Enhanced Autolysosomal Function Ameliorates the Inflammatory Response Mediated by the NLRP3 Inflammasome in Alzheimer's Disease

The pathogenesis of Alzheimer's disease (AD) involves activation of many NLRP3 inflammatory bodies, which may be related to amyloid beta peptide and aggregation of misfolded proteins. Autophagy is an important regulator of inflammatory bodies. However, autophagy shows dynamic changes in the development of AD, and its role in inflammation remains controversial. In this study, the key link between autophagic disorders and the NLRP3 inflammasome in AD was investigated.
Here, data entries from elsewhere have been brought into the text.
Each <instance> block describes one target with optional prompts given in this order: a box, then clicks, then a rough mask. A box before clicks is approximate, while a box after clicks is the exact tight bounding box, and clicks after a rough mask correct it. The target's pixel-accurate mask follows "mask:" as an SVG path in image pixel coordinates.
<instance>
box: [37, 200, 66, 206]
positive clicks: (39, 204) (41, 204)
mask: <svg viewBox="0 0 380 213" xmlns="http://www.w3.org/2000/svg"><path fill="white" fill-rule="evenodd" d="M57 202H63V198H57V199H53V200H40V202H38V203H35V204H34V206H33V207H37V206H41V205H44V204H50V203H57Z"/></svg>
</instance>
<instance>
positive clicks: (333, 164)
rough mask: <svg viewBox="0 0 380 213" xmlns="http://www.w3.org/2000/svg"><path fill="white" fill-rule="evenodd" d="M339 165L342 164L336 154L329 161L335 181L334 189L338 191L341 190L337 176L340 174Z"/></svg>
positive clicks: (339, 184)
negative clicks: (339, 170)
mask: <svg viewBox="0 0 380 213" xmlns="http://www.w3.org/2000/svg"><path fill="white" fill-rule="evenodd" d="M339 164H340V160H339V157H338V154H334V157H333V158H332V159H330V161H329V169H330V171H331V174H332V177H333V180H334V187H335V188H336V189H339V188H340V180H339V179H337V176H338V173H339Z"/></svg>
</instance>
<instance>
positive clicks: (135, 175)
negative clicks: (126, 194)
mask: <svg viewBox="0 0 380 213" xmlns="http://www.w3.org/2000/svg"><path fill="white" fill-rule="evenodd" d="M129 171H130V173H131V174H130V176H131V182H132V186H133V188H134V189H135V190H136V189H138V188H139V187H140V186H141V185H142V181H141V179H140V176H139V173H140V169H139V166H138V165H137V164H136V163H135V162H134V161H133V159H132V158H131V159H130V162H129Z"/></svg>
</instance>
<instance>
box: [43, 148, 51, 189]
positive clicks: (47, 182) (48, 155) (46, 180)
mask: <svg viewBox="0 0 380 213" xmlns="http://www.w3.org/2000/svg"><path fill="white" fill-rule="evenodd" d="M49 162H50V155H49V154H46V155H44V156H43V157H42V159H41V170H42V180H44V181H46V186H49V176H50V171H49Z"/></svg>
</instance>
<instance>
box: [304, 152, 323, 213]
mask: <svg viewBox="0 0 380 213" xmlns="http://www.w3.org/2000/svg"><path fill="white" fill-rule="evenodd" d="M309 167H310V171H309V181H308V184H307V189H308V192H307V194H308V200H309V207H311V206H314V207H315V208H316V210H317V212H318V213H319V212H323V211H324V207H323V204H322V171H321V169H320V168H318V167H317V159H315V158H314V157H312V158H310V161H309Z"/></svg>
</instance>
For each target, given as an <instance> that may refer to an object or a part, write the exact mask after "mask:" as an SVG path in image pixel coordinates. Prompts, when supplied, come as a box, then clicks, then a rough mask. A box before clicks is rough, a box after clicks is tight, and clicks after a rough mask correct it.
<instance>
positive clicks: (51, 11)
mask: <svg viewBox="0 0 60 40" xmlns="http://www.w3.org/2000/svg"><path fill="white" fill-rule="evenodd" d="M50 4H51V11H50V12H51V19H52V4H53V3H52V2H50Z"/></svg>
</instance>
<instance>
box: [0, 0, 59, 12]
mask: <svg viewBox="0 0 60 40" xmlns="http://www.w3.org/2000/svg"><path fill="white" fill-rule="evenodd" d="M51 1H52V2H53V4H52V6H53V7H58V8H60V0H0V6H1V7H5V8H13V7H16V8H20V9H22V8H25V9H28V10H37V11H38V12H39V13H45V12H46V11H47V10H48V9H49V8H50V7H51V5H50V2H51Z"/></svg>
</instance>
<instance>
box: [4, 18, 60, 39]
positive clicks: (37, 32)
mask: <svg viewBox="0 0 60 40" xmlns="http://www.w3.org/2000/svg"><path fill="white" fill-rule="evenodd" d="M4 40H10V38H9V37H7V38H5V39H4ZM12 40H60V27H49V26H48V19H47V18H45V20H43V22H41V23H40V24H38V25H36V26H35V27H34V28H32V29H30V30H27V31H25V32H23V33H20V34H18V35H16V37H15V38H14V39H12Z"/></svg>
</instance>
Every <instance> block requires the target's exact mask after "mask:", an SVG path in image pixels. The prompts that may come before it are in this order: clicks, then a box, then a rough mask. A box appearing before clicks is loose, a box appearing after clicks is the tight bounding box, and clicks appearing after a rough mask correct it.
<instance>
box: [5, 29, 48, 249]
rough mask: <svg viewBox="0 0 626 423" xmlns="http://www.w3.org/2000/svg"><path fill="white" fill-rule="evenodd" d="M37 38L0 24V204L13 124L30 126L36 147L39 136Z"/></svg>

APP/PS1 double transgenic mice and C57 mice with A beta(25-35) injected into the lateral ventricle were used as two animal models of AD. Immunofluorescence staining and Western blot analysis showed that NLRP3 inflammasome-related proteins and inflammatory cytokines, such as IL-1 alpha, IL-1 beta, IL-6, IL-12, and TNF-alpha, were increased and microglia were activated in the brains of both AD animal models. Endogenous overexpression of the APPswe gene and exogenous addition of A beta(25-35) increased the expression of NLRP3 inflammasome-related proteins, while exogenous A beta(25-35) intervention more significantly activated inflammation. Furthermore, LC3 was increased in the AD animal and cell models, and the level of Lamp1 decreased. After overexpression of the primary regulator of lysosomal biogenesis, TFEB, the lysosome protein Lamp1 was increased, and LC3 and inflammatory protein expression were decreased. These results suggest that the NLRP3 inflammasome-mediated inflammatory response is activated in AD animal and cell models, which may be related to the decline in autolysosome function. Overexpression of the TFEB protein can reduce the inflammatory response by improving autolysosome function in AD model cells.

Automated summary

This study investigated the key link between autophagic disorders and the NLRP3 inflammasome in Alzheimer's disease (AD) and found that the NLRP3 inflammasome-mediated inflammatory response is activated in AD animal and cell models, possibly related to the decline in autolysosome function. Overexpression of the TFEB protein can reduce the inflammatory response by improving autolysosome function in AD model cells.